The movie opens with an evocative crane shot, that turns into a dolly shot, of a cemetery; the voices of the dead on a rainy afternoon crowd the soundtrack. One voice begins to take over: that of Christopher Moltisanti (Michael Imperioli, of the series, contributes his voice), who discusses his life and its end. “He choked me to death,” he says flatly about a key character from the series. This arguably teases the notion that here, you will find out why. At least if you don’t know the series. If you do know the series, you do know why. Or at least you know it takes place in a world where “whys” can be provisional, fleeting, flaky, in part because it’s a world of psychopaths, not to put too fine a point on it.
Is psychopathy hereditary? One can’t really say. One can say that both Dickie Moltisanti, Christopher’s father, and “Hollywood” Dick Moltisanti are guys with one if not more screws loose; brash, violent, impulsive men. “Hollywood” steps off a boat from Italy with a trophy wife maybe a third his age who catches younger Dickie’s eye, but one doesn’t make too much of it because one can’t really. Soon we’re getting a peek into a part of the family business, a numbers-running operation aided and abetted by some African-American hustlers, chief among them Leslie Odom, Jr.’s Harold. In a dispiriting early example of the all-caps EXPOSITIONAL dialogue, one character in an African-American home proclaims, “The numbers are the only way black folks got to get out of this sinkhole city.” Thanks for the tip.

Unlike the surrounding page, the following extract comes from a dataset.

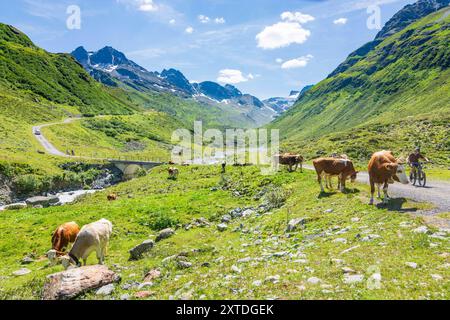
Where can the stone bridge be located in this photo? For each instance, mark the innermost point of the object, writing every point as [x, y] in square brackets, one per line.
[129, 168]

As the series “The Sopranos” evolved, growing in smarts and refinement even before its first season concluded, its expansiveness allowed for more and more authorial detachment and performance nuance. The viewer was afforded the opportunity to step back and really feel the humanity of characters that persisted beyond the awful actions those characters so frequently committed. One of my favorite “Sopranos” moments is at the end of the seventh episode, in which Tony makes ice cream sundaes for himself and A.J. Aside from being a virtuosic bit of acting from James Gandolfini, there’s a powerful sense of affinity and restfulness here that makes the viewer understand there are some laudable values that Tony has some connection to. For now. There’s none of that in “Many Saints.” While the film strives, none too mightily, to establish a duality for Dickie Moltisanti, Alessandro Nivola’s performance in the role never catches enough of a groove to make such an idea signify.